Whatever incremental revenue Microsoft raised with this ploy couldn't possibly have been worth the confusion and ill-will it engendered. A certain technology columnist who will here go unnamed because I don't want to embarrass myself, once spent a lengthy session with Microsoft tech support trying to get my Vista to see a disk drive. Only well into the process was it discovered that the requisite "dynamic disk" feature wasn't in that particular SKU.
If society is going to be inflicted with an operating-system monopoly, society might at least get the benefits -- especially the one where everyone shares a common base of the same software. The Vista SKU epidemic gives us the worst of both worlds: software silos combined with a single big supplier.

2. Smart, scalable graphics.
This was supposed to have been in Vista, but was dropped at the last minute. Here is the problem: Increase the resolution on your monitor and icons respond by getting smaller. That occurs because Windows is continuing to draw them at the same size, perhaps 256 by 256 pixels. But now, because there are more pixels on the higher-resolution screen, the icons take up less space. For most people, that just means they are harder to read.
When presented with a higher-resolution screen, a smarter graphics system would draw the icon the same physical size, but take advantage of the extra pixels to create a crisper, more detailed image. Thus equipped, Windows users would be able to make full use of the ultrahigh-resolution LCD displays coming into the market. You'll have screen text that is small, but still as easy to read as what you get with print.
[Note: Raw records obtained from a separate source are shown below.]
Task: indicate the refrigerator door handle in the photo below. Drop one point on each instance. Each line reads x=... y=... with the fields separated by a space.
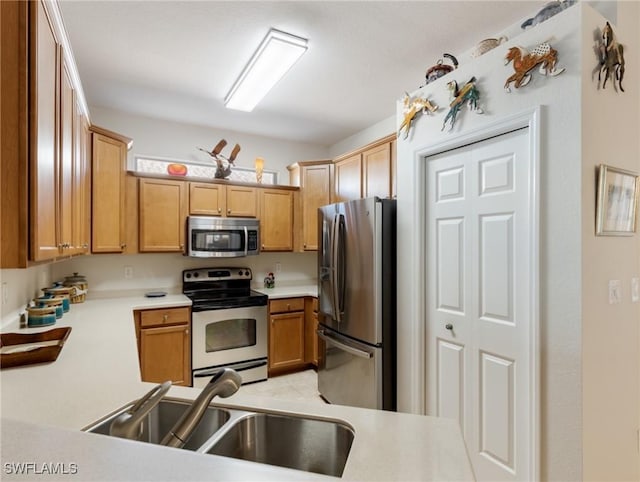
x=348 y=348
x=335 y=292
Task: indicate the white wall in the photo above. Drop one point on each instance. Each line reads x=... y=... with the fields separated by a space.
x=162 y=271
x=560 y=229
x=19 y=286
x=163 y=138
x=610 y=335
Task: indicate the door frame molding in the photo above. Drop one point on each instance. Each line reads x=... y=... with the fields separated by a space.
x=529 y=118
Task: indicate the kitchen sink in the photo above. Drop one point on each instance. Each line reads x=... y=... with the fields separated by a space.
x=294 y=441
x=162 y=418
x=312 y=445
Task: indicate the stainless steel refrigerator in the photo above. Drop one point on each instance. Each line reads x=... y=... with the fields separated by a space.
x=357 y=303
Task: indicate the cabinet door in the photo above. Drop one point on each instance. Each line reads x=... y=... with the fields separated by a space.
x=348 y=179
x=315 y=193
x=286 y=340
x=276 y=220
x=165 y=354
x=44 y=99
x=242 y=202
x=108 y=174
x=206 y=199
x=376 y=168
x=163 y=214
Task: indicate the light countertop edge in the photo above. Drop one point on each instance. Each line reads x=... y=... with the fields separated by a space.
x=97 y=373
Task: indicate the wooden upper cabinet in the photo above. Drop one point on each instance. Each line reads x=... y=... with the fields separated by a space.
x=376 y=169
x=162 y=215
x=242 y=201
x=315 y=192
x=206 y=199
x=66 y=161
x=108 y=209
x=44 y=124
x=348 y=179
x=276 y=220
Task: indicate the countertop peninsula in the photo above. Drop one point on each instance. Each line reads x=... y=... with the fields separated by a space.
x=44 y=407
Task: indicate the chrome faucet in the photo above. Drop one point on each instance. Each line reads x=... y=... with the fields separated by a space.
x=224 y=384
x=129 y=423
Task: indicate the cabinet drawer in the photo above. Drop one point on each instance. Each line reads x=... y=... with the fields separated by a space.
x=168 y=316
x=286 y=305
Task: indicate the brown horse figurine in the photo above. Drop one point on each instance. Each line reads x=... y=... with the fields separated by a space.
x=524 y=62
x=611 y=59
x=412 y=107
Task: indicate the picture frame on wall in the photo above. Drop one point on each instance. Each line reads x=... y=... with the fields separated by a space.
x=617 y=201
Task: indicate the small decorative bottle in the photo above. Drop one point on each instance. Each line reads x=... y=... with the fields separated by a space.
x=270 y=281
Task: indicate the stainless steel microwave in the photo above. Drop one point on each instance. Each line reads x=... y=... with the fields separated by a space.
x=214 y=237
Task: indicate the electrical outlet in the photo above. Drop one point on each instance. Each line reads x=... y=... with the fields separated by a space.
x=615 y=292
x=635 y=290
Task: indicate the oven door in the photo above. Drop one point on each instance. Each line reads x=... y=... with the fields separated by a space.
x=227 y=336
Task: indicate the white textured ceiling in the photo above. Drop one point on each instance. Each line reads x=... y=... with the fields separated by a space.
x=177 y=59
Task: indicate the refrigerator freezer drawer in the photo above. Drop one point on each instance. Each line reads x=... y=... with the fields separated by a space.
x=350 y=373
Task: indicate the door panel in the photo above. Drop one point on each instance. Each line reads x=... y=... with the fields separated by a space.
x=479 y=336
x=451 y=381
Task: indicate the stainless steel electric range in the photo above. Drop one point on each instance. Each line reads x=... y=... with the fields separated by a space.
x=229 y=323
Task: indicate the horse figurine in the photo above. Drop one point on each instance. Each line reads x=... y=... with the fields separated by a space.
x=524 y=62
x=611 y=55
x=412 y=107
x=223 y=163
x=468 y=94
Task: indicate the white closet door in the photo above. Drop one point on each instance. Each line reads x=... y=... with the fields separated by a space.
x=479 y=337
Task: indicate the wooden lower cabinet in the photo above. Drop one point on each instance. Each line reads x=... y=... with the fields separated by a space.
x=286 y=335
x=164 y=344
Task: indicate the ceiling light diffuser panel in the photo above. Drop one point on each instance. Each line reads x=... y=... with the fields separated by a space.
x=272 y=60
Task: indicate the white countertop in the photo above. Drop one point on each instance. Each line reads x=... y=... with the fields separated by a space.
x=44 y=407
x=290 y=291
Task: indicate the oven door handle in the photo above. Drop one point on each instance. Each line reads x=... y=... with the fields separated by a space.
x=239 y=367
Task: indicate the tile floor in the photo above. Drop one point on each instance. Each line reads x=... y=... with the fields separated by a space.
x=300 y=386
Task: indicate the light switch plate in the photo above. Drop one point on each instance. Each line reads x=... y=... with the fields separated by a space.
x=615 y=292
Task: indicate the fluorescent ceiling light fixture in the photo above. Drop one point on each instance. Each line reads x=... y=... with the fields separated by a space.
x=275 y=56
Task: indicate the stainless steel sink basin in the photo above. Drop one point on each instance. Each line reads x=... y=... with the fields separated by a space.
x=319 y=446
x=163 y=417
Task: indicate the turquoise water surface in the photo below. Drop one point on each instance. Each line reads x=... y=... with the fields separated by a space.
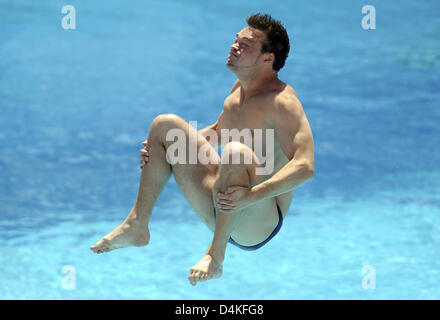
x=75 y=105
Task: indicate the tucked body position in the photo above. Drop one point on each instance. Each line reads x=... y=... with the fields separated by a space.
x=242 y=202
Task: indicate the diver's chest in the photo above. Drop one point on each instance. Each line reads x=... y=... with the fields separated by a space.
x=246 y=117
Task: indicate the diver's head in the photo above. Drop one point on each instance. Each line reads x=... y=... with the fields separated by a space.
x=262 y=46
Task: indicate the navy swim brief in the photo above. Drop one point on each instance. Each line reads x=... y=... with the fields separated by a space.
x=259 y=245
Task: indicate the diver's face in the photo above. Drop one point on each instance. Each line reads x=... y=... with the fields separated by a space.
x=246 y=50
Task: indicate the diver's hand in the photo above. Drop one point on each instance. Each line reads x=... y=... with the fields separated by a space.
x=144 y=154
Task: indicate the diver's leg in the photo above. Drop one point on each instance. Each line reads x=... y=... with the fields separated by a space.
x=194 y=180
x=230 y=174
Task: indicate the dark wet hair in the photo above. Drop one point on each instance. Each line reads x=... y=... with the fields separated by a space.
x=277 y=40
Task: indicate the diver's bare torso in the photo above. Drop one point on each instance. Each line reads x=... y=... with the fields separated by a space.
x=260 y=112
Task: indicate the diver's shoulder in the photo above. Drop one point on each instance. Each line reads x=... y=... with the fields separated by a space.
x=287 y=97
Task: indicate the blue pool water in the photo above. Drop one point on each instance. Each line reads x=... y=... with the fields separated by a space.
x=75 y=105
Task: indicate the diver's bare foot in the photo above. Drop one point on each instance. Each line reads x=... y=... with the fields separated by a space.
x=129 y=233
x=207 y=268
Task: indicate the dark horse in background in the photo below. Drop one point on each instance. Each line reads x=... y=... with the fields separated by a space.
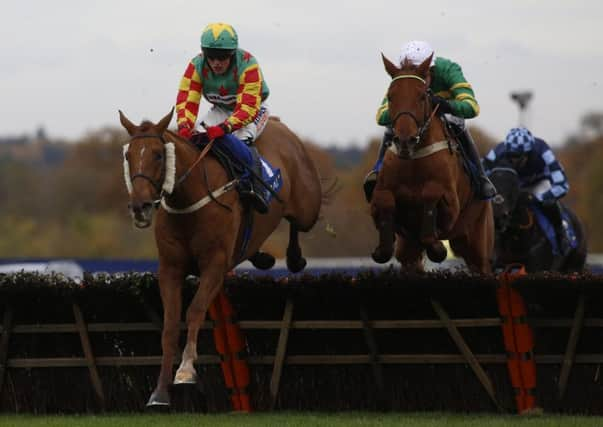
x=423 y=194
x=519 y=235
x=200 y=227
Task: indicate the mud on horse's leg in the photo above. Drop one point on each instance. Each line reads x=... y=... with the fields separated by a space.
x=295 y=261
x=210 y=283
x=170 y=287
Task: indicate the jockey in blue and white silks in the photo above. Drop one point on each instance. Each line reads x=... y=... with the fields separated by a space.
x=539 y=172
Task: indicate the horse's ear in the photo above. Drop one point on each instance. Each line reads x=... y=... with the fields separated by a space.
x=165 y=122
x=391 y=69
x=423 y=69
x=130 y=127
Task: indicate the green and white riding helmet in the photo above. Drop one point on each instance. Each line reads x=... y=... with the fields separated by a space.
x=219 y=40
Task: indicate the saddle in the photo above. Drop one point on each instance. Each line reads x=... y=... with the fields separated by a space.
x=271 y=177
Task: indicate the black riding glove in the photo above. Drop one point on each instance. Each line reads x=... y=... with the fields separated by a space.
x=444 y=106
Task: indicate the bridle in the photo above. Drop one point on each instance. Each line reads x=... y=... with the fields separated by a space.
x=167 y=184
x=422 y=126
x=157 y=185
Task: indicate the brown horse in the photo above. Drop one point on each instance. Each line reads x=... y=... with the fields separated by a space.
x=422 y=193
x=203 y=230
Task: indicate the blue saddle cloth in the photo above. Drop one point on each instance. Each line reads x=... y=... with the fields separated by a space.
x=272 y=177
x=234 y=149
x=549 y=230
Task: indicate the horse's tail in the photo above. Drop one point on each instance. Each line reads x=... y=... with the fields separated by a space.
x=329 y=189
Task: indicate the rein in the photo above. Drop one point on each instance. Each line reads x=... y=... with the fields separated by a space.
x=156 y=184
x=409 y=153
x=163 y=189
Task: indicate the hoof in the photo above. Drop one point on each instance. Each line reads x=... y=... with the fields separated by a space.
x=185 y=377
x=382 y=256
x=159 y=399
x=436 y=252
x=295 y=265
x=262 y=260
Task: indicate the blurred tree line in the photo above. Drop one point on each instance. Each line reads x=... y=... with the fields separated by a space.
x=69 y=199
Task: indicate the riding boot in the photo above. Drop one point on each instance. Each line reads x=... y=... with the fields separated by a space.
x=486 y=188
x=251 y=190
x=552 y=209
x=371 y=178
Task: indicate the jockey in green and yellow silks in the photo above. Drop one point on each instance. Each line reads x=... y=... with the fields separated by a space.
x=453 y=95
x=231 y=80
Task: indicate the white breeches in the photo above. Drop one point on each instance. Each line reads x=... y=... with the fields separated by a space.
x=250 y=132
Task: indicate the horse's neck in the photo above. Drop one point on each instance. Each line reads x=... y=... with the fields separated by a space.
x=436 y=132
x=191 y=187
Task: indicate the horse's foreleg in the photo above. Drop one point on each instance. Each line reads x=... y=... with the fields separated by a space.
x=295 y=261
x=210 y=283
x=382 y=211
x=170 y=287
x=410 y=254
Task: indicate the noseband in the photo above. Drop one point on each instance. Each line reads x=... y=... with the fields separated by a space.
x=421 y=128
x=157 y=185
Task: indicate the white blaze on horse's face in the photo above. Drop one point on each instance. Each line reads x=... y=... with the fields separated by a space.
x=149 y=173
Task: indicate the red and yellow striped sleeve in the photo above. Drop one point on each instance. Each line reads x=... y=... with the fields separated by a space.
x=249 y=98
x=189 y=96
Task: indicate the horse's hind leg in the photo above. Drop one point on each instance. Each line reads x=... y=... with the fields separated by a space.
x=295 y=261
x=210 y=283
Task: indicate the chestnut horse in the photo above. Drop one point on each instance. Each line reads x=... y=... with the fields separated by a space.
x=423 y=194
x=203 y=230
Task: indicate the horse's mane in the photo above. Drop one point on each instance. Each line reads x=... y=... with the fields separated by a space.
x=408 y=67
x=146 y=126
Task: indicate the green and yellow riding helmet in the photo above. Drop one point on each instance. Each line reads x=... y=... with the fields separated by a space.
x=219 y=41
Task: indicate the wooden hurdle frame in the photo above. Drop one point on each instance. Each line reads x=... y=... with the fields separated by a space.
x=284 y=326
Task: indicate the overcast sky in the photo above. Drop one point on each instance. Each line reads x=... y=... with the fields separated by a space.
x=70 y=65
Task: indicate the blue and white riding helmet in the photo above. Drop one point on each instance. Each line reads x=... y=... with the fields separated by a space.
x=519 y=141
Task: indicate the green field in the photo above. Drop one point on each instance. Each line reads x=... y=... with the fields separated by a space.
x=348 y=419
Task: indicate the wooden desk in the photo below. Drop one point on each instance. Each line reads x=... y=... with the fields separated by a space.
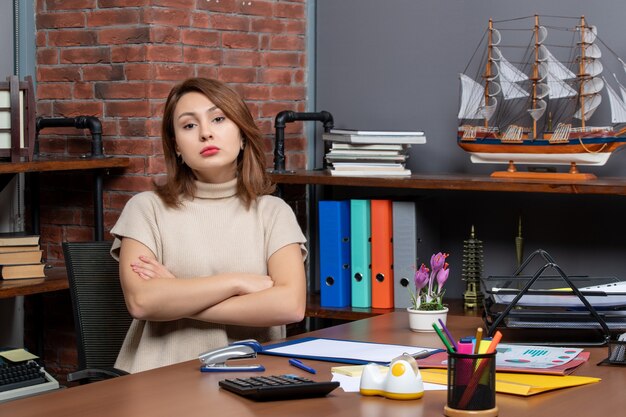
x=183 y=390
x=56 y=279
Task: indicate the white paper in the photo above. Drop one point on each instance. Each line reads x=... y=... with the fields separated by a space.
x=346 y=349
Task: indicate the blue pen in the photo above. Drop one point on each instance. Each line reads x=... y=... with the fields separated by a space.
x=298 y=364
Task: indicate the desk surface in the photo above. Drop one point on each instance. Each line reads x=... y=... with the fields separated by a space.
x=183 y=390
x=56 y=279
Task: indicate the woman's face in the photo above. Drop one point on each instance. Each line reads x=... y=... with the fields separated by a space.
x=207 y=140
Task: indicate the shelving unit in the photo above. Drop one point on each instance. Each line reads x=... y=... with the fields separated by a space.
x=439 y=182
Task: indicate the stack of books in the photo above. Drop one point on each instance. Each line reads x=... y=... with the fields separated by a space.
x=20 y=256
x=370 y=153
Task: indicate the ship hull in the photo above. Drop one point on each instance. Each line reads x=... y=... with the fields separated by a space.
x=594 y=151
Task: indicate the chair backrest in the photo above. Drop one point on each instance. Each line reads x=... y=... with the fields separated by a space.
x=100 y=315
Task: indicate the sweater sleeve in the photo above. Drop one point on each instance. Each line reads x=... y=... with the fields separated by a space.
x=281 y=226
x=138 y=221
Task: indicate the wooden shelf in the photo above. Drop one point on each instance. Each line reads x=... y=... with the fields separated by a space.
x=56 y=279
x=606 y=186
x=63 y=163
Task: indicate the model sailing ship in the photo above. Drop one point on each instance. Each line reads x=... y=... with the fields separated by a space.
x=508 y=117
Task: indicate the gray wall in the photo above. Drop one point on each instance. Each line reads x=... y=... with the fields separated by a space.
x=394 y=65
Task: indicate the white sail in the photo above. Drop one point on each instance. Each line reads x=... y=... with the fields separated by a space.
x=618 y=107
x=554 y=66
x=559 y=88
x=593 y=68
x=591 y=104
x=537 y=112
x=472 y=99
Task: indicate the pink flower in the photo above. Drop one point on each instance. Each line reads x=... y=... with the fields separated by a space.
x=437 y=261
x=442 y=276
x=421 y=278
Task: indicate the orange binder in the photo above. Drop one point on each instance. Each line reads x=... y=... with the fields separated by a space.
x=382 y=253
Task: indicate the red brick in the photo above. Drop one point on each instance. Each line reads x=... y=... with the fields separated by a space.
x=127 y=108
x=164 y=53
x=231 y=22
x=104 y=17
x=240 y=40
x=133 y=127
x=277 y=76
x=289 y=10
x=140 y=71
x=241 y=58
x=60 y=20
x=287 y=43
x=112 y=91
x=226 y=6
x=123 y=3
x=57 y=74
x=206 y=71
x=268 y=25
x=72 y=37
x=288 y=93
x=70 y=4
x=103 y=72
x=53 y=91
x=82 y=91
x=197 y=55
x=159 y=90
x=200 y=37
x=47 y=56
x=77 y=108
x=85 y=55
x=172 y=71
x=130 y=183
x=173 y=17
x=165 y=34
x=119 y=36
x=281 y=59
x=236 y=75
x=133 y=53
x=181 y=4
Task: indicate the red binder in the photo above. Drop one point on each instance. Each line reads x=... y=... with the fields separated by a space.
x=382 y=253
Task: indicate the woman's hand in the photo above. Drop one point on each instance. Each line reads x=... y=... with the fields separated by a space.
x=148 y=268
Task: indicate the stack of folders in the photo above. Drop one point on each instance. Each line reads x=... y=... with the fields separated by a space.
x=20 y=256
x=367 y=252
x=370 y=153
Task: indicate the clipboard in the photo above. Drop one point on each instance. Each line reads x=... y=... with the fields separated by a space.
x=344 y=351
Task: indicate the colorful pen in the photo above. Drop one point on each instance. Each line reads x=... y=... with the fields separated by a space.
x=298 y=364
x=443 y=338
x=447 y=332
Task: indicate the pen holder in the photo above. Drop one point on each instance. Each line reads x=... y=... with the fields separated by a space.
x=617 y=353
x=471 y=385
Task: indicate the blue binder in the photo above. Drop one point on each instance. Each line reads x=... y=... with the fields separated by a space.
x=360 y=248
x=404 y=251
x=334 y=241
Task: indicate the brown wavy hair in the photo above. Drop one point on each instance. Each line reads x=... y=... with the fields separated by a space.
x=252 y=178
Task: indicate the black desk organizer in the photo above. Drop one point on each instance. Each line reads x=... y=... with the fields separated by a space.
x=575 y=322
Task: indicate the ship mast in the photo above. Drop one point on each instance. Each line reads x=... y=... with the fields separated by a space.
x=535 y=75
x=581 y=72
x=488 y=72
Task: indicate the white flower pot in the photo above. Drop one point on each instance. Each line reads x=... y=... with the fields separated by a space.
x=422 y=320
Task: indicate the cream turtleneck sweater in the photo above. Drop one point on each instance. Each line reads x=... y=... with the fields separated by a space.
x=211 y=234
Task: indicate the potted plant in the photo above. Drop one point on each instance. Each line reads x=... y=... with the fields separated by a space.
x=427 y=299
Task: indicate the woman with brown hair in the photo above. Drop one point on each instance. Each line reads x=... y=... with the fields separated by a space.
x=209 y=257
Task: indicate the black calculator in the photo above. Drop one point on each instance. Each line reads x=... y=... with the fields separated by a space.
x=277 y=387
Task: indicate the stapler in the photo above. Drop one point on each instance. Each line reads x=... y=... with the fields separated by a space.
x=215 y=360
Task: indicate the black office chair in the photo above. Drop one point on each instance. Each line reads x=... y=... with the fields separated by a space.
x=100 y=315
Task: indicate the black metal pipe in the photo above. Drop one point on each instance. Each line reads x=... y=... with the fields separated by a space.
x=288 y=116
x=80 y=122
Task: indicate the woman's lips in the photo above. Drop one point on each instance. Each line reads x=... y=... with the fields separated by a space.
x=209 y=150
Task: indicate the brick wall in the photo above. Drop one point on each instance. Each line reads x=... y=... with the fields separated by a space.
x=117 y=60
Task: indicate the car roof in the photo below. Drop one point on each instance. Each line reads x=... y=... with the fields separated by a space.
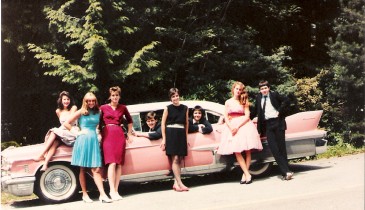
x=146 y=107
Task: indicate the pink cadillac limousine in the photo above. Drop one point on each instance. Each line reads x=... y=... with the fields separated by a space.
x=145 y=161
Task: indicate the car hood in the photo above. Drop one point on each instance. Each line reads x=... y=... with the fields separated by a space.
x=22 y=153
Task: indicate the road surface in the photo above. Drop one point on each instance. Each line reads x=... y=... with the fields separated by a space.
x=326 y=184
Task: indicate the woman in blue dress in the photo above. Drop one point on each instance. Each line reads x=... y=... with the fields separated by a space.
x=86 y=152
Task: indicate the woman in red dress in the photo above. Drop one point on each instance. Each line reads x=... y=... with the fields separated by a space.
x=113 y=140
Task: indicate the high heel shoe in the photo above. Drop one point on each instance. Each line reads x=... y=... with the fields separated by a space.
x=177 y=188
x=115 y=196
x=184 y=188
x=44 y=168
x=87 y=199
x=288 y=176
x=105 y=199
x=249 y=181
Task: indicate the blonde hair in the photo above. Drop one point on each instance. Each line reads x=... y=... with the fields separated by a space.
x=114 y=89
x=244 y=95
x=85 y=108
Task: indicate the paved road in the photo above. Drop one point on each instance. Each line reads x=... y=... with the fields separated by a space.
x=336 y=183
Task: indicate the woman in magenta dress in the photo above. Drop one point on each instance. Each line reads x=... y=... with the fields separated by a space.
x=113 y=140
x=240 y=134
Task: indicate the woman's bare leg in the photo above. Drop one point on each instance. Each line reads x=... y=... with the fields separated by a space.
x=82 y=180
x=50 y=153
x=118 y=173
x=248 y=159
x=111 y=177
x=48 y=144
x=243 y=166
x=176 y=168
x=99 y=181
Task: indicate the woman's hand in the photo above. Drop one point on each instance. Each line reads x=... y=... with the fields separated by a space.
x=129 y=139
x=163 y=145
x=234 y=131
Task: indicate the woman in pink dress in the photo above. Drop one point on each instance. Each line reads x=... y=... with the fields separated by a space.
x=239 y=134
x=113 y=140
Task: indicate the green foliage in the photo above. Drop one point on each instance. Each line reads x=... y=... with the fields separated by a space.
x=341 y=148
x=7 y=144
x=309 y=95
x=89 y=57
x=344 y=83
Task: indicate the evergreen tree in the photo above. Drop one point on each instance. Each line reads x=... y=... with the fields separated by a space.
x=91 y=48
x=344 y=82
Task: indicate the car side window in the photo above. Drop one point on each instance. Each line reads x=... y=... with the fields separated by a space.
x=144 y=126
x=137 y=126
x=212 y=117
x=136 y=122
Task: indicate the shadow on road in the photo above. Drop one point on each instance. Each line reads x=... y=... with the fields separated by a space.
x=129 y=189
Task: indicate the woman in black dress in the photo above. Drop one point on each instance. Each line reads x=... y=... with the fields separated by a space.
x=174 y=127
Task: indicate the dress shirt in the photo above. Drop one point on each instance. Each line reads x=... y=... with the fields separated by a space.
x=270 y=111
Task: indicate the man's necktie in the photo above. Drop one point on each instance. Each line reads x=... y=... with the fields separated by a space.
x=264 y=106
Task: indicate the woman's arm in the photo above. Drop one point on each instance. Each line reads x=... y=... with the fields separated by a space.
x=130 y=128
x=163 y=128
x=75 y=116
x=58 y=113
x=187 y=121
x=73 y=109
x=246 y=117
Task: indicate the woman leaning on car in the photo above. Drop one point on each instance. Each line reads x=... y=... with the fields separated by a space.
x=174 y=128
x=56 y=136
x=113 y=140
x=86 y=152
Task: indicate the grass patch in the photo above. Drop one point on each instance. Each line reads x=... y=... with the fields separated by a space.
x=341 y=149
x=7 y=198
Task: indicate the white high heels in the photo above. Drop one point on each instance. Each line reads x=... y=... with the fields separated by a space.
x=115 y=196
x=105 y=199
x=87 y=199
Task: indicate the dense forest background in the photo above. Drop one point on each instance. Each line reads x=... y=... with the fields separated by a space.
x=312 y=51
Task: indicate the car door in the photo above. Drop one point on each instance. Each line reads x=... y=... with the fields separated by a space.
x=201 y=146
x=144 y=155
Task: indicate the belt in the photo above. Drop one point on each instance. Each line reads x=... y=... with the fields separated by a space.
x=272 y=119
x=111 y=124
x=176 y=126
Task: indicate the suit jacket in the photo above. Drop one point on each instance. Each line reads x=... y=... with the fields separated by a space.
x=279 y=102
x=155 y=133
x=195 y=128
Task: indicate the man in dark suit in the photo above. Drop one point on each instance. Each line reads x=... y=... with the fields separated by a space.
x=198 y=123
x=270 y=110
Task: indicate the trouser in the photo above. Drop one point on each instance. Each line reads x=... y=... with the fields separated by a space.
x=276 y=138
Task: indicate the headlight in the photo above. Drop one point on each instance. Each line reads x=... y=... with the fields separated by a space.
x=5 y=166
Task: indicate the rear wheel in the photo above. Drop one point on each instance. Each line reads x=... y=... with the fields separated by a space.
x=260 y=169
x=57 y=184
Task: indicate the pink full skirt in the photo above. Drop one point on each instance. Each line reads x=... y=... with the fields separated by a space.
x=247 y=138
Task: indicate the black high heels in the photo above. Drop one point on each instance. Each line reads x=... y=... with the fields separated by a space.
x=249 y=181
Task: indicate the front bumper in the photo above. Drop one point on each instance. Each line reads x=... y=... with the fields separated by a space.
x=18 y=186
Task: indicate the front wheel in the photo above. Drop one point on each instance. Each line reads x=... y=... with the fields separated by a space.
x=260 y=169
x=57 y=184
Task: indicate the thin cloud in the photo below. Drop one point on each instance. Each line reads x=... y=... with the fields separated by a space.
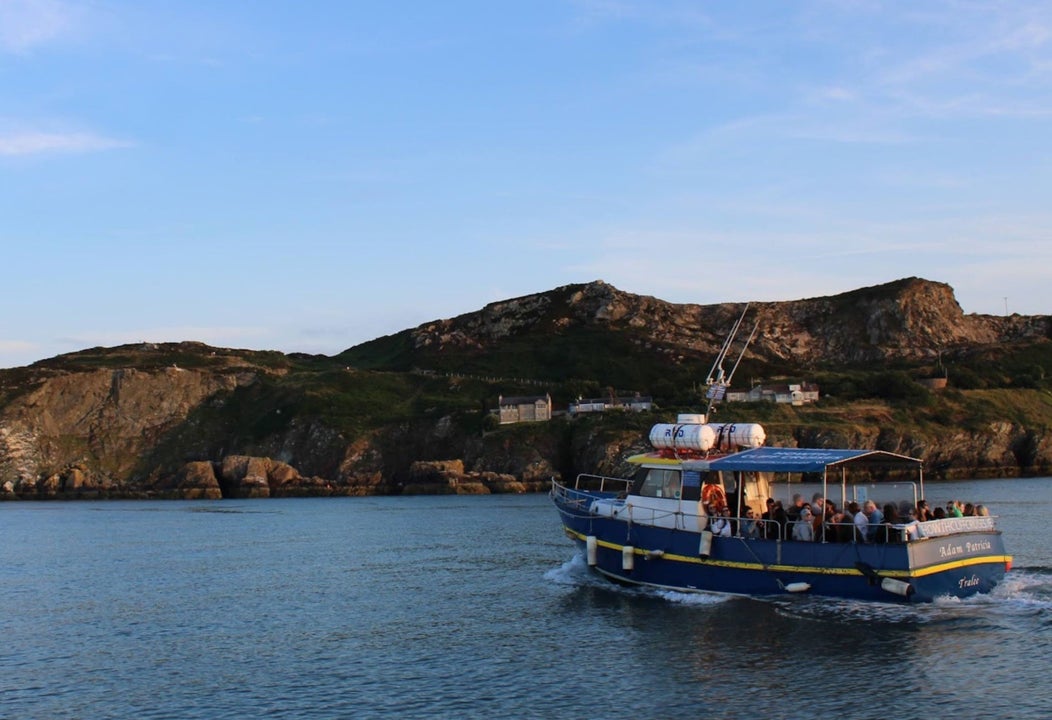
x=39 y=143
x=25 y=24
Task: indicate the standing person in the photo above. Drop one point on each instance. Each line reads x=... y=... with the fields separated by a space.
x=803 y=530
x=862 y=523
x=750 y=526
x=924 y=513
x=875 y=518
x=721 y=524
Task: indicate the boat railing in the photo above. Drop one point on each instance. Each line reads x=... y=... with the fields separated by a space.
x=602 y=483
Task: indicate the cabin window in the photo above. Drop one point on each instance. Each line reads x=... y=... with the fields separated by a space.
x=661 y=483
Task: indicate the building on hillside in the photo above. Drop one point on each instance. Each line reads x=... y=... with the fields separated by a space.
x=531 y=408
x=790 y=394
x=636 y=403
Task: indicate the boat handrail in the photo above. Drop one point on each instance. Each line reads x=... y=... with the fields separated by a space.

3. OS snapshots and an undo feature.
Apple, VMWare and Sun Micrososytems all have elegant and useful file-system features that Microsoft should steal, and then indignantly deny doing so. Apple's Time Machine lets you undo changes to your entire computer just like you do with a document in Word. VMWare does them one better by allowing you to take "snapshots" of the condition of your operating system, and then have them branch off into different directions, like the lineage charts in a family tree. Sun does a little of both.
Those features could make user life easier. Picked up a piece of spyware online this morning? That's OK; restore the machine to how it was last night, something the current System Restore seems to be able to do only sporadically.
You need copious disk space to do all this. But with terabyte drives tumbling toward $100, it will hardly be a problem.

4. Open it up.
Open-source software such as Linux is traditionally seen as the opposite of proprietary software from the likes of Microsoft and Apple. But that's a false dichotomy. Why can't Windows be proprietary, for-profit and copy-protected -- while at the same time be open for user control and inspection? If Windows were a car, you'd never be able to open the hood and see what was underneath.
The software's "black boxness" was driven home for me once when XP was taking an excruciatingly long time to load, and even the best tech sleuths at Microsoft couldn't figure out the cause. Had I been able to look under cover, I might have seen, oh, that Windows was wasting 90 seconds looking for a nonexistent drive.